19 août 2013
Menton sur les vagues de la musique

Promontoire de carte postale intimiste bercé par le roulis de la mer, le parvis de la Basilique Saint-Michel est un lieu mythique. Comme Aix ou Prades, le festival de Menton a été créé au lendemain de la seconde guerre mondiale, et grâce à la passion d’André Böröcz, il a su réunir pendant cinq décennies les plus grands noms de la musique – Mislav Rostropovitch, Wilhem Kempff, David Stern, parmi tant d’autres. Sous la houlette de son nouveau directeur artistique, Paul-Emmanuel Thomas [que nous avons à cette occasion rencontré, voir portrait dans Il/Elle], il perpétue pour sa soixante-quatrième édition cette tradition d’excellence.

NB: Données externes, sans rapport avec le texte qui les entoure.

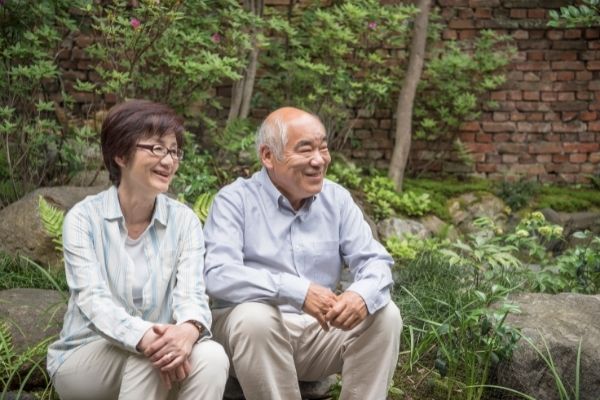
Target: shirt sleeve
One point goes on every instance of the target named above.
(89, 288)
(227, 278)
(369, 262)
(190, 301)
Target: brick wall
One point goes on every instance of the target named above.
(546, 125)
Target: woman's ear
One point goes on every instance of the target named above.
(266, 156)
(121, 161)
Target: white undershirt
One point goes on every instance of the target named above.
(135, 250)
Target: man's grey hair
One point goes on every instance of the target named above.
(273, 134)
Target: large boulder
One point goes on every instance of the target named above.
(561, 321)
(21, 230)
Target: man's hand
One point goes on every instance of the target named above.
(318, 302)
(173, 347)
(349, 310)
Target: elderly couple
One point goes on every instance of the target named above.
(140, 269)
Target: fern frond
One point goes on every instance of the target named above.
(52, 220)
(202, 205)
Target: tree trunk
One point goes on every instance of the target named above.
(241, 92)
(404, 109)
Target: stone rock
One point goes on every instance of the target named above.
(21, 230)
(399, 227)
(309, 390)
(562, 321)
(468, 207)
(32, 315)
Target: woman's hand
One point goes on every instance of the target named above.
(173, 346)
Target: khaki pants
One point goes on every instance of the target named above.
(100, 370)
(270, 351)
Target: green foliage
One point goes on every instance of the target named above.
(517, 194)
(196, 174)
(454, 83)
(169, 51)
(34, 142)
(202, 205)
(332, 60)
(19, 272)
(52, 220)
(16, 368)
(584, 15)
(345, 173)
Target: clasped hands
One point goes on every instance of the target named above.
(168, 347)
(344, 311)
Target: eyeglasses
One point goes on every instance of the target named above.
(161, 151)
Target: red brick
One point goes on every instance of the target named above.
(518, 13)
(581, 147)
(575, 126)
(535, 66)
(483, 13)
(483, 138)
(530, 95)
(515, 95)
(583, 75)
(461, 24)
(568, 65)
(560, 158)
(593, 65)
(588, 116)
(565, 76)
(498, 127)
(536, 13)
(501, 137)
(594, 126)
(541, 127)
(511, 148)
(544, 158)
(544, 148)
(549, 96)
(555, 35)
(566, 96)
(592, 33)
(578, 158)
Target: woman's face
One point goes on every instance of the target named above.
(147, 171)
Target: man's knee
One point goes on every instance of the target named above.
(389, 319)
(255, 322)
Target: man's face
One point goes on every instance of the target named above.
(305, 159)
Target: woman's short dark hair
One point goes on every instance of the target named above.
(127, 123)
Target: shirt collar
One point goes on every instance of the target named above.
(113, 210)
(277, 198)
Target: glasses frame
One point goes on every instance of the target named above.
(161, 151)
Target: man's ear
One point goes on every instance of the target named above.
(266, 156)
(121, 161)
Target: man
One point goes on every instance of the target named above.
(276, 244)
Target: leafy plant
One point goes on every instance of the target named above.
(586, 14)
(52, 220)
(334, 59)
(202, 205)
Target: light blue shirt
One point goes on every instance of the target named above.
(100, 274)
(259, 249)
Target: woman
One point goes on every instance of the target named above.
(137, 323)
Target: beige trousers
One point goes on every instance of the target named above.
(270, 351)
(100, 370)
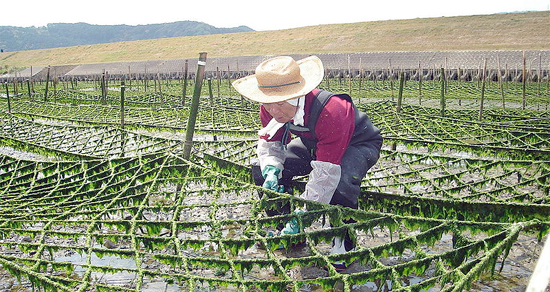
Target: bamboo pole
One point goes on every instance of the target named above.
(29, 89)
(122, 89)
(442, 98)
(185, 74)
(400, 94)
(47, 82)
(482, 90)
(420, 77)
(194, 106)
(524, 82)
(8, 95)
(500, 84)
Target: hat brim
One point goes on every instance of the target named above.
(311, 69)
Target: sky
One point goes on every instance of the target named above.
(256, 14)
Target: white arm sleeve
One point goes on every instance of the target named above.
(271, 153)
(323, 180)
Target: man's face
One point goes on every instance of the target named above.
(282, 111)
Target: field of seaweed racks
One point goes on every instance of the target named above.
(96, 195)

En jouant un programme jadis enregistré par Britten et Rostropovitch, Gautier Capuçon et Frank Braley ont rendez-vous avec deux légendes du festival. En guise d’apéritif, les Variations que Beethoven a composées sur le duo entre Pamina et Papageno dans La Flûte enchantée révèlent d’emblée la juvénilité contagieuse des interprètes, que l’on retrouve dans une Seconde Sonate pour violoncelle et piano de Mendelssohn à la séduisante facilité mélodique. Initialement intitulée « Pierrot fâché avec la lune », la Première Sonate en ré mineur de Debussy mêle onirisme évocateur et touches humoristiques – dans la Sérénade, les pizzicati de Gautier Capuçon semblent flotter sur le clavier de Frank Braley, à moins que ce ne soit l’inverse. Quant à la Sonate de Britten, écrite en 1960 pour Rostropovitch, la vitalité qu’elle dégage ne l’empêche pas de s’envoler vers le silence – dans l’Elégie et la Marche en particulier. Une soirée hors des sentiers battus qui se referme sur une des plus célèbres pages du répertoire, la Méditation de Thaïs, dont la version pour violoncelle magnifie le lyrisme – et en cela Gautier Capuçon s’y entend sans égal.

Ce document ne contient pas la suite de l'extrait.